第32回北京日本人学術交流会に寄せられた大石又七氏のメッセージ


私は元第五福竜丸というマグロを捕る漁船の乗組員で、アメリカが広島型原爆の約1000倍、15メガトンという巨大な水爆実験を行ない、その爆発で起きた大量の『死の灰』を浴び被爆した大石又七というものです。このマーシャル諸島のビキニ環礁は、負の遺産としてこの度、世界遺産に登録されました。

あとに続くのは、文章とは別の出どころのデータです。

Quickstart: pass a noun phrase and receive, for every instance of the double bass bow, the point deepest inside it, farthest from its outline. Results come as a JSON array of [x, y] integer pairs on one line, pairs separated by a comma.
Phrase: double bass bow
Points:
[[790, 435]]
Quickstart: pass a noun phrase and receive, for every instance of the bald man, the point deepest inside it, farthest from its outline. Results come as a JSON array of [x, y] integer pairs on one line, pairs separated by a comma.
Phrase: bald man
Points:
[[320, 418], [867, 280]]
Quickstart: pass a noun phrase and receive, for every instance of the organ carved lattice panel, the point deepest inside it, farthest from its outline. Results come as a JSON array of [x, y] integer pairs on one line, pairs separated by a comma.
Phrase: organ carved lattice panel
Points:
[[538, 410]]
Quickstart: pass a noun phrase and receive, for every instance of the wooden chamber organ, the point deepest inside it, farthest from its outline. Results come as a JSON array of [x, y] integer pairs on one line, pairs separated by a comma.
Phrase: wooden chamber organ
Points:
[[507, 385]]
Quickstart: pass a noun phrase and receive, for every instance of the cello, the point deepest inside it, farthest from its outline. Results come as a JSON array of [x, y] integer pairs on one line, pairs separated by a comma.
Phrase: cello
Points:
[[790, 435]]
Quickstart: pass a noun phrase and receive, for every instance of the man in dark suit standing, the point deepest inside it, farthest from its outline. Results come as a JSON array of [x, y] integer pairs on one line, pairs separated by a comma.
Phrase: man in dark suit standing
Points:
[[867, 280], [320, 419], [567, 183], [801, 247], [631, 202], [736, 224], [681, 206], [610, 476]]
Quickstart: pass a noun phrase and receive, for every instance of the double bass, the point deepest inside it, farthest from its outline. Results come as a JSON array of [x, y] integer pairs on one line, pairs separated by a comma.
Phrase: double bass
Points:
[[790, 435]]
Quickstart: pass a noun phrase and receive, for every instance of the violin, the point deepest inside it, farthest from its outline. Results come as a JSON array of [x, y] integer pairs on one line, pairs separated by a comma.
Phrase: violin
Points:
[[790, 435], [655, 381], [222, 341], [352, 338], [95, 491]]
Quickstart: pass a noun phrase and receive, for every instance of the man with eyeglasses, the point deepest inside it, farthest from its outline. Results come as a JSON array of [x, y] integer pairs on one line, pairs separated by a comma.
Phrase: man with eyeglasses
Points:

 アメリカ軍は、1946年から1958年にかけて、このビキニとエニウエトク環礁を使って67回の大気圏核実験を行ない、合わせて100メガトンの核爆発を繰り返しました。
 この間、日本の1000隻におよぶ漁船が被爆しています。

 この爆発は、なんと広島型原爆を毎日一個ずつ18年間落とし続けた量に匹敵するというから驚きです。それらの放射能は半減期が何十年、何百年というもので人間の骨の中に入り込み、染色体を傷つけながら体の内側から攻撃するという内部被爆を起こしていたのです。染色体を傷つければ死産や奇形児の原因を作りだし、子孫へと繋がっていきます。これが水爆の恐ろしいところです。骨の中では造血細胞が白血球や赤血球、血小板などを作り出して人間は生きています。それらを時間をかけながら破壊し、がんなど作り出していました。
 白血病や骨肉種を起こすストロンチウム90、甲状腺がんを起こすヨウ素131、遺伝子を狂わせるセシウム153、中には半減期 (半分になるのに) が2万4千年かかるというプルトニウム239が含まれています。

 この事件の重要なのは、目に見えない放射能というミクロの世界であるということです。半減期の長い放射能が食物連鎖や風などに乗って地球上を漂い、誰のどこに取り付くかは現在の医学では計り知ることは出来ません。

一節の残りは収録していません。